It was much to be regretted, that none of them would place a confidence
in and reside among us; as in such case, by an exchange of languages,
they would have found that we had the most friendly intention toward
them, and that we would ourselves punish any injury they might sustain
from our people.

September.] The seed-wheat that was sown here did not turn out any better
than that at Norfolk Island; in some places the ground was twice cropped,
and there was reason to apprehend a failure of seed for the next year.
The governor, therefore, early in this month, signified his intention of
sending the _Sirius_ to the Cape of Good Hope, to procure a sufficient
quantity of grain for that purpose; together with as much flour for the
settlement as she could stow, after laying in a twelvemonth's provisions
for her ship's company. Her destination was intended to have been to the
northward; but on making a calculation, and comparing the accounts of
those navigators who had procured refreshments among the islands, it was
found, that although she might provide very well for herself, yet, after
an absence of three or four months, which would be the least time she
would be gone, she could not bring more than would support the colony for
a fortnight. At the same time his excellency made known his intention of
establishing a settlement on some ground which he had seen at the head of
this harbour when he made his excursion to the westward in April last,
and which, from its form, he had named the Crescent. This measure
appeared the more expedient, as the soil in and about the settlement
seemed to be very indifferent and unproductive, and by no means so
favourable for the growth of grain as that at the Crescent.

The _Sirius_ was therefore ordered to prepare for her voyage with all
expedition; and as she would be enabled to stow a greater quantity of
flour by not taking all her guns, eight of them were landed on the west
point of the cove, and a small breast-work thrown up in front of them.

The master of the _Golden Grove_ storeship also was ordered to prepare
for sea, the governor intending to employ that ship in taking provisions
and stores, with a party of convicts, to Norfolk Island.

The stores of the detachment having been kept on board the _Sirius_ until
a building could be erected for their reception, and a storehouse for
that purpose being now ready, they were removed on shore.
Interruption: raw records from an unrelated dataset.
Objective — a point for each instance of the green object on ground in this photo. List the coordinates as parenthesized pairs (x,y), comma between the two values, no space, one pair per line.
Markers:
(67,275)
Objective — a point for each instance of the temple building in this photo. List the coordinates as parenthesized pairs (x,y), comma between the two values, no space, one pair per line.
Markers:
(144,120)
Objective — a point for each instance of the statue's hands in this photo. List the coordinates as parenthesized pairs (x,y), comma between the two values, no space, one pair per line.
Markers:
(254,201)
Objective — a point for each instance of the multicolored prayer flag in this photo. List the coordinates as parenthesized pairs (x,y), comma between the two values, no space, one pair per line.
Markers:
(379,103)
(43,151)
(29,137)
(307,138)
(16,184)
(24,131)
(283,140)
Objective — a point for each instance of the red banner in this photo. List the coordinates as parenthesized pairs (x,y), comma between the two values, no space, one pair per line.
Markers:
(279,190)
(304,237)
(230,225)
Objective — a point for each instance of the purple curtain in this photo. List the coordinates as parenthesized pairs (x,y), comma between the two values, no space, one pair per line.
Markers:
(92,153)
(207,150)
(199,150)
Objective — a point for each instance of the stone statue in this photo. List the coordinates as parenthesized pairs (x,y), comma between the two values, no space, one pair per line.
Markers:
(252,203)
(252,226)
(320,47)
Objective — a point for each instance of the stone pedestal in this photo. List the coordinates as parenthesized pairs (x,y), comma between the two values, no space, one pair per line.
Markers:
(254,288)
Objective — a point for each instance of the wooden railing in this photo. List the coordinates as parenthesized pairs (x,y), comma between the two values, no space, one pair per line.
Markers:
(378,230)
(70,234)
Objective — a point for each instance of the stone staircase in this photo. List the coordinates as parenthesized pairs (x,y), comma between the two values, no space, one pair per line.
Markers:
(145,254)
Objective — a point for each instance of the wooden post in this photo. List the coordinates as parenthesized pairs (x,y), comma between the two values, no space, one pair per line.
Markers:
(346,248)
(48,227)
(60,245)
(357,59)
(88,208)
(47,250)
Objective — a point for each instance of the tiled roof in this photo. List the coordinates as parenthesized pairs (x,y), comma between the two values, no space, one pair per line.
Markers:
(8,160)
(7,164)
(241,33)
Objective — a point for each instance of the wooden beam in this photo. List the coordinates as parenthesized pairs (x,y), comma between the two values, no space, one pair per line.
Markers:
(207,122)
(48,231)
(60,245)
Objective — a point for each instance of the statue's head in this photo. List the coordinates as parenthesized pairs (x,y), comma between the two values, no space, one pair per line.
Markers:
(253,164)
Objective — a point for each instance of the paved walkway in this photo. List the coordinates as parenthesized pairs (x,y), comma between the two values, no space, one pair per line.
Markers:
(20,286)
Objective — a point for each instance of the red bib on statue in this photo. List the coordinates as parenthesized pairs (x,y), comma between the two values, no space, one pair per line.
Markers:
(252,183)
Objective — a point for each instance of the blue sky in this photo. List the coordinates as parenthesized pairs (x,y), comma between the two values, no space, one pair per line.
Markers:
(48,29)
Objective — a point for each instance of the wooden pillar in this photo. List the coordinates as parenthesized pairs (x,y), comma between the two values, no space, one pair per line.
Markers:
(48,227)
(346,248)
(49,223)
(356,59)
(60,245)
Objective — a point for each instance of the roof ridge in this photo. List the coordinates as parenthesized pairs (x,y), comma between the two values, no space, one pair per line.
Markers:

Two boats, one of eight and another of sixteen oars, having been sent out
in frame for the use of the settlement, the carpenter of the _Supply_ was
employed in putting them together during that vessel's day in port, and
one of them, the eight-oared boat, was got into the water this month; but
the want of a schooner or two, of from thirty to forty tons burden, to be
employed in surveying this coast, was much felt and lamented.

We had now given up all hope of recovering the cattle which were so
unfortunately lost in May last; and the only cow that remained not being
at that time with calf, and having since become wild and dangerous, the
lieutenant-governor, whose property she was, directed her to be killed;
she was accordingly shot at his farm, it being found impracticable to
secure and slaughter her in the common way.

About the middle of September several canoes passed the _Sirius_, and
above 30 natives landed from them at the observatory or western point of
the cove. They were armed, and, it was imagined, intended to take off
some sheep from thence; but, if this was their intention, they were
prevented by the appearance of two gentlemen who happened
to be there unarmed; and, after throwing some stones, they took to their
canoes and paddled off.

On the 25th the people in the fishing-boat reported that several spears
were thrown at them by some of the natives; for no other reason, than
that, after giving them freely what small fish they had taken, they
refused them a large one which attracted their attention.

On the 30th one midshipman and two seamen from the _Sirius_, one
sergeant, one corporal, and five private marines, and twenty-one male and
eleven female convicts, embarked on board the _Golden Grove_ for Norfolk
Island, and the day following she dropped down, with his Majesty's ship
_Sirius_, to Camp Cove, whence both ships sailed on the 2nd of October.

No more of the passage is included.